AT THEIR first Downing Street meeting the then British prime minister Tony Blair asked Sinn Féin president Gerry Adams if he could tell his people "there was no possibility of a united Ireland".
At its conclusion Mr Blair told key aides "he was pleased that Adams seemed to accept he would have to live with something less than a united Ireland" as the outcome of the Northern Ireland peace process.
In his new book on the process, Great Hatred, Little Room, former Downing Street chief of staff Jonathan Powell thus confirms Mr Blair's essentially pro-union position from the outset of the negotiations leading to the Belfast Agreement.
While still leader of the opposition at Westminster Mr Blair had abandoned Labour's traditional policy of Irish unity through consent. Over time he then moved from a position of apparent neutrality on the constitutional issue to one of effective support for maintaining the union of Great Britain and Northern Ireland based on the "consent" principle subsequently enshrined in the accord reached on Good Friday, 1998.
When they met in the cabinet room on December 11th, 1997, Mr Adams said "he was grateful to Tony for taking the risk of holding the meeting and asked if the Labour Party policy of unity by consent had disappeared altogether. What was the government's strategic view?"
According to Mr Powell's account, which began its serialisation in yesterday's Guardian: "Tony said he would not be a persuader for a united Ireland but he did want to create a situation in Northern Ireland that was fair."
This is consistent with Mr Blair's decision on becoming prime minister in 1997 that his first major trip out of London should be to Belfast, where he memorably suggested that no one in his audience was likely to see a united Ireland in their lifetime.
In a determined bid to win unionist confidence ahead of the second IRA ceasefire and Sinn Féin's speedy admission to the talks process, Mr Blair went on to say: "Northern Ireland is part of the United Kingdom, alongside England, Scotland and Wales. The union binds the four parts of the United Kingdom together. I believe in the United Kingdom. I value the union."
At their Downing Street meeting Mr Blair asked if the Sinn Féin president could return and tell his people there was no possibility of a united Ireland.
According to the Powell diaries, Mr Adams replied that "the question was rather how he could bring his people along. He had to show them there was an alternative way forward."
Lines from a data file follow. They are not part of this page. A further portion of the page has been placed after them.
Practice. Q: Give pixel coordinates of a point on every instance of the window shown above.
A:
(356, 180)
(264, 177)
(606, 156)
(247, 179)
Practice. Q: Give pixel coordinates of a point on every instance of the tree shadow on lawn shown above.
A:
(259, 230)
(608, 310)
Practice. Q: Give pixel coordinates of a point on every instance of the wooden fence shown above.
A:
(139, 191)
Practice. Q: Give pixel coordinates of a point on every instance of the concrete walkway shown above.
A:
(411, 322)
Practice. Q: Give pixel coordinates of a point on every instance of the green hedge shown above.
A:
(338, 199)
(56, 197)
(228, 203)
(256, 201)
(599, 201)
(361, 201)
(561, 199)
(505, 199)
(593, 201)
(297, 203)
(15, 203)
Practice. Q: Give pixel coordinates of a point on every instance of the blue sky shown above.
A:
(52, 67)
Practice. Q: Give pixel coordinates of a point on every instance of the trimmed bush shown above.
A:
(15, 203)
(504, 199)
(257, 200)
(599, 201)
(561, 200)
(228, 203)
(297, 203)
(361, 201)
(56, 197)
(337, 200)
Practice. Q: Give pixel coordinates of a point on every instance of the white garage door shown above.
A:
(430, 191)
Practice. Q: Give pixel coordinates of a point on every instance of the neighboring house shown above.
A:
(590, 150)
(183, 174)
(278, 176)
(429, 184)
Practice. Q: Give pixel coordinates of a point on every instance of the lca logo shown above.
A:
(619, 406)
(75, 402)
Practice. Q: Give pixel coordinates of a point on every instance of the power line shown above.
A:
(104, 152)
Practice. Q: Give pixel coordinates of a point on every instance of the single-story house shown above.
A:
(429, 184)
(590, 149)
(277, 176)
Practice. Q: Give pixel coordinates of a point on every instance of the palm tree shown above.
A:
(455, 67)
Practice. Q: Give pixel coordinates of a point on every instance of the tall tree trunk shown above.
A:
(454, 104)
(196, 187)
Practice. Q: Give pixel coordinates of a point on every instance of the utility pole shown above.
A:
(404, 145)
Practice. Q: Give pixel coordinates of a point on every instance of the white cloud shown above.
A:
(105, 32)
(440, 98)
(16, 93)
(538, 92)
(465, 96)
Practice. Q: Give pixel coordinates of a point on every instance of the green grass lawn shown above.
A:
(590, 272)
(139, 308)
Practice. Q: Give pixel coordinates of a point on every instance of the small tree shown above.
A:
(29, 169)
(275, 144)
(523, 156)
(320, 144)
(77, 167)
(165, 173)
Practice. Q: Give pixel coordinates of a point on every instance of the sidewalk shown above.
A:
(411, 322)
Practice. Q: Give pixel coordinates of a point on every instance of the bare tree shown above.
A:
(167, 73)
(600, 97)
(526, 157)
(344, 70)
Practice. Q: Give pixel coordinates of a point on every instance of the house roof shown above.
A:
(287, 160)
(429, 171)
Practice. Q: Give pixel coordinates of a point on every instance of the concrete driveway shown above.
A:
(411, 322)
Mr Adams and Martin McGuinness also raised two issues that would dog and influence the 10 years of negotiations that would finally see the Rev Ian Paisley's DUP agree to share power with Sinn Féin following the 2006 St Andrews Agreement. "McGuinness said the strength of the 'securocrats' in the British system worked against the peace process," wrote Powell. "The prime minister had to change it."
At the end of their meeting Mr Adams - who struck Powell as "intelligent, subtle and impressive" - moved around the table to where other members of his delegation couldn't hear him and raised the issue of the feared "split" in republican ranks.
According to Mr Powell, Mr Adams "said to Tony that he could of course split the movement any time we wanted him to, but that his aim was to carry them all along, and that he was at them persuading them every day".
Mr Powell confirms that "this time" the British found themselves in the same position as the republican leadership: "We did not want to have to make peace lots of times with republican splinter groups. We wanted to do it once. And so, uniquely, the British government had an interest in a united republican movement as well, rather than trying to pursue a policy of divide and rule as it had in the past."
The former No 10 chief of staff acknowledges they of course knew that "some of the people we were talking to as Sinn Féin leaders were also leaders of the IRA". However, Mr Powell says "it wasn't as simple as that", that there "wasn't a complete overlap" and that this "duality" prompted Mr Blair on a number of occasions "to offer to meet the high command of the IRA to try to reason with them himself".
Authoritative sources made light of the Guardian report, based on an interview with Mr Powell, that this could have seen Blair "take the unprecedented step of holding secret masked meetings with the IRA leadership". However, Mr Blair was apparently entirely serious in suggesting that he seek to resolve difficulties by talking directly to the IRA.
Mr Powell records that leading republican Brian Keenan, who at one stage represented "the single biggest threat to the British state", was "instrumental in bringing the IRA round to the political strategy" and was also the man who eventually achieved the decommissioning of IRA weapons.